4 Awesome Ways to Go Broke In Retirement

Today, a lot of Americans has little or no retirement savings even at the age of 65. More seniors now prefer to stay in the workforce longer because of financial reasons. Though going into retirement without retirement savings happen for a number of reasons, some of them are beyond our control.

But, let’s face the truth that we can’t just blame the uncontrollable reasons why our seniors go broke in retirement. There are certain actions that they made are likely to people enter their senior years with little savings to help them throughout the golden years. Here are five common behaviors that will most likely leave you broke in retirement:

broke in retirement

These Actions Will Leave You Broke In Retirement

It is up to you how you will use this information.

1.     Not making any plans for retirement

When people hear the word retirement, the first thing that comes into their mind is a vacation. Sad to say, most people spend a lot of time planning for vacation than planning for retirement. I understand that vacations are fun to have, but it would make a happier ending if you have built a stronger nest egg so you can also travel in retirement.

If you have a clear plan, you are more likely to take steps or necessary actions to put the plan into action and end up with enough investments for your golden years.

2.     Raiding your retirement funds

Sometimes, the loot that we have in our retirement savings is very tempting to take especially if you currently have a number of things to pay. But before you raid your retirement savings, you have to think again.

Withdrawing from any retirement account before your actual retirement will usually trigger considerable amount of tax.

Borrowing from 401(k) account is also not a good idea. This would be possibly the reason why you can’t just retire from your job because you have to repay the entire amount you owe soon as you leave your job. If you need to leave your job for some reason but can’t repay the loan, you could end up owing more than 40% of the borrowed money in taxes, depending on the state rates. You will lose a lot of money just paying the taxes from the money you owe and the money you repay with after-tax dollars. You will also lose thousands of dollars from losing the opportunity for investment gains that you could have gained.

3.     Taking Social Security too early

Once you hit the age 62 to 70 years old, you will be eligible to take Social Security retirement benefits. But again, it would be tempting to take your benefits right away instead of waiting for your full retirement age.

Starting to take Social Security is a major decision. Taking it early can also mean financial disaster later in retirement. Starting early can cost you to lose you thousands of dollars because your benefits will be reduced by a fraction of a percent for each month you are short of full retirement age – and this reduction is not a one-time payment, it last for a lifetime.
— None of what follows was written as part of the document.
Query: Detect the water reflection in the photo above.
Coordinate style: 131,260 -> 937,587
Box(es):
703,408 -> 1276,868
4.     Not making any plans to cover healthcare costs

Don’t forget to include healthcare costs in making your retirement budget. As a senior, you might need about $250,000 or more just to cover your healthcare needs.

When making retirement budget, don’t just consider your monthly income. Remember your costly health issues that Medicare won’t be able to cover fully. Consider getting a Medicare supplement plan to maximize your health coverage.